US stocks sank Thursday after economic data showed continued tightness in the labor market that is likely to keep the Federal Reserve on track for higher interest rates. Investors also look ahead to tomorrow’s key monthly jobs report.
The ADP National Employment report showed private payrolls grew by 235,000 jobs in December. Economists surveyed by Bloomberg called for an increase of 150,000.
Elsewhere in economic data, filings for unemployment insurance also fell to 204,000, the lowest since September, in the week ended Dec. 31 from the previous week’s downwardly revised reading of 223,000, the Labor Department said Thursday.
The reports were the latest to reflect strong demand for workers, even as the Federal Reserve presses on with aggressive monetary tightening to rein in inflation. ADP’s data and weekly jobless claims follow a separate measure Wednesday that found job openings fell less than expected last month and remained high. The Labor Department’s monthly nonfarm payrolls survey due out Friday morning remains the most important reading for Fed officials and investors attempting to predict the next policy move.
“While we will get a better overall picture of the jobs market tomorrow, private payrolls beating expectations and jobless claims coming in below are indications that the labor market remains resilient,” Morgan Stanley Global Investment Office Head of Model Portfolio Construction Mike Loewengart said in a notes. “These come on the heels of big-name companies announcing sizable job cuts so there is no doubt the market’s pressures are weighing on companies, but it remains to be seen when hiring will slow demonstrably.”
Amazon (AMZN) CEO Andy Jassy said in a note late Wednesday the company’s planned job cuts will now impact at least 18,000 employees, significantly more than previously indicated. Jassy’s memo came after the Wall Street Journal reported the news. Shares fell 2.4% on Thursday.
The figure marks the highest workforce reduction by a tech company in recent months as a growing number of names in the sector lay off workers to cut costs amid more challenging market conditions.
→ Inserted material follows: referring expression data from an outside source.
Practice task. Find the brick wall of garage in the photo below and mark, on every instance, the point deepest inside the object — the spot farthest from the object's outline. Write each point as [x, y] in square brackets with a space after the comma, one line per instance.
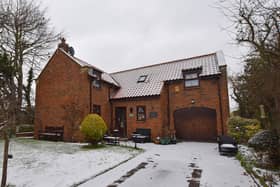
[61, 82]
[206, 95]
[153, 104]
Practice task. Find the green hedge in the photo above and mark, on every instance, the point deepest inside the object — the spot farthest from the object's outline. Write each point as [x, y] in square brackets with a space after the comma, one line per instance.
[93, 128]
[242, 129]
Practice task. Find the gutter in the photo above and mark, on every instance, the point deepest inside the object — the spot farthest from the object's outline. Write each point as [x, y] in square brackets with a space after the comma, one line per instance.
[220, 104]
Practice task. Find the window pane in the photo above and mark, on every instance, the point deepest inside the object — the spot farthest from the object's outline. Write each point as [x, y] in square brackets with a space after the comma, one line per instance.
[142, 78]
[96, 83]
[141, 113]
[96, 109]
[190, 83]
[191, 76]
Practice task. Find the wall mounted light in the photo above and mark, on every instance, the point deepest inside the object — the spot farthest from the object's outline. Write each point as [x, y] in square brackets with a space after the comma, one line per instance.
[193, 101]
Amazon lost roughly $834 billion in market value in 2022.
Shares of crypto-focused Silvergate Capital (ARE YOU) cratered 42.6% after The Wall Street Journal reported Thursday the bank was forced to sell assets at a sizable loss to cover $8.1 billion in withdrawals following the bankruptcy of FTX. The plunge comes after the stock rallied 27% Wednesday.
In other crypto stock moves, Coinbase (COIN) shares fell 11.1% following a downgrade from Cowen to Market Perform from Outperform, citing a “fairly consistent drawdown” in trading volumes and risk from probable regulatory enforcement action after the collapse of FTX.
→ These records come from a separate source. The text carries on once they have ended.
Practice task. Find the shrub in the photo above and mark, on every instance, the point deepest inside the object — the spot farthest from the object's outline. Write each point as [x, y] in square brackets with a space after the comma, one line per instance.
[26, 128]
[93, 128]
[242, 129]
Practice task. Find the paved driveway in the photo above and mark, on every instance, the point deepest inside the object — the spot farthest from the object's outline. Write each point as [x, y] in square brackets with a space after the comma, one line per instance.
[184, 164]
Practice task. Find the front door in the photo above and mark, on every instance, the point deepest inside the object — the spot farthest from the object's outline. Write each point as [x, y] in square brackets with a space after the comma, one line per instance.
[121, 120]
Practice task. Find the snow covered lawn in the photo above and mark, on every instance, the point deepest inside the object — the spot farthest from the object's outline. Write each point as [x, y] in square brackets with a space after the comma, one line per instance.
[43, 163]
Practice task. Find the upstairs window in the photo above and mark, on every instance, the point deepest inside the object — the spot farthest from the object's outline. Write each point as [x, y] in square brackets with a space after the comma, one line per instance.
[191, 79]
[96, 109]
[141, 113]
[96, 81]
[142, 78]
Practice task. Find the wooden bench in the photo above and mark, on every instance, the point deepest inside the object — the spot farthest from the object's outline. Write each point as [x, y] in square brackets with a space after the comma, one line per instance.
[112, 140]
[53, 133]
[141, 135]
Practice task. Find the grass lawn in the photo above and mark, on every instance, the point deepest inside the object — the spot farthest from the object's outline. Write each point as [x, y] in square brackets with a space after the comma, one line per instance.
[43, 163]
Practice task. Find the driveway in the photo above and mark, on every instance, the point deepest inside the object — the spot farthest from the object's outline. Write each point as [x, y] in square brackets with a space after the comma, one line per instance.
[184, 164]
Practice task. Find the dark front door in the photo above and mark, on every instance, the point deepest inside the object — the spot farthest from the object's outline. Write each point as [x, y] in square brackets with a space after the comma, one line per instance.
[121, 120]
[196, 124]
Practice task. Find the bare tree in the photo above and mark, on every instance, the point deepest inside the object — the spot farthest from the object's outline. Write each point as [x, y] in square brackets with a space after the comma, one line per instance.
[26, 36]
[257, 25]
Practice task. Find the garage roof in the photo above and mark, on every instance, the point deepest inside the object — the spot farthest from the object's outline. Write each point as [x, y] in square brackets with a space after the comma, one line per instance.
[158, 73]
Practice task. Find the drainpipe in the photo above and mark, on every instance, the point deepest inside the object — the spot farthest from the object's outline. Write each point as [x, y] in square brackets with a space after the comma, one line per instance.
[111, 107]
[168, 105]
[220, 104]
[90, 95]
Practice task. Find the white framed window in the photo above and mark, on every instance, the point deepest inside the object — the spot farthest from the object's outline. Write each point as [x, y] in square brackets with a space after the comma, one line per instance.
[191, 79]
“There is low visibility for stabilization in retail trading volumes in 2023 following further December deterioration,” the firm said. “Potential SEC enforcement action is elevated post-FTX with regulatory certainty unlikely until 2024.”
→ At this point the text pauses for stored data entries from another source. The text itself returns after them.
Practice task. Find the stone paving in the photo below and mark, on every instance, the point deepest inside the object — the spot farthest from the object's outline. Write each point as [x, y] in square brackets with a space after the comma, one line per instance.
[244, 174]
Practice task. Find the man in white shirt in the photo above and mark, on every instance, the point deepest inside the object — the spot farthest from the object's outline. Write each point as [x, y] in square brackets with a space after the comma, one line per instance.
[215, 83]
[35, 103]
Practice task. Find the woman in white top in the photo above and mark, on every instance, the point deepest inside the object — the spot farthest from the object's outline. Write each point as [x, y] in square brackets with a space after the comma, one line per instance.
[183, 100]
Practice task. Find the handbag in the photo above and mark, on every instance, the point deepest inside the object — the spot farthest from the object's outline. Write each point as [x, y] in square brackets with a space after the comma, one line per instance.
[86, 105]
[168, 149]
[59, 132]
Shares of T-Mobile (TMUS) rose 3.2% after the mobile service provider reported fourth-quarter subscriber growth slightly above estimates. The company added 927,000 new phone customers in the period, compared to analyst calls for 921,000.
Johnson & Johnson’s (JNJ) consumer health business Kenvue on Wednesday filed to be listed as a separate company, marking the first notable filing of a US initial public offering of the new year.
In other markets, oil prices rebounded after plunging nearly 10% over the past two days. West Texas Intermediate (WTI) crude futures, the US benchmark, rose 1% to around $73 per barrel.
Federal Reserve Bank of St. Louis President James Bullard said Thursday that interest rates are nearing a high enough level to bring down inflation but still maintained “the policy rate is not yet in a zone that may be considered sufficiently restrictive,” despite getting closer.
Stocks closed higher on Wednesday following a volatile session swayed by a readout of minutes from the Federal Reserve’s December meeting and economic data that, in addition to the higher-than-expected job openingsshown a dropoff in manufacturing activity for a second-straight month.
Fed minutes Wednesday shown officials opposing an “unwarranted” easing of financial conditions, even as they welcomed cooling inflation, and the need to maintain a “restrictive policy stance” until data is more promising.
“The minutes of the December meeting show that FOMC members remain focused on current inflation and inflation risks, with fear of overkill on monetary policy receiving very little attention,” Pantheon Macroeconomics Chief Economist Ian Shepherdson said in a note.
“Don’t expect them to soften their inflation line until it becomes obvious that a serious shift in the data is underway,” he added.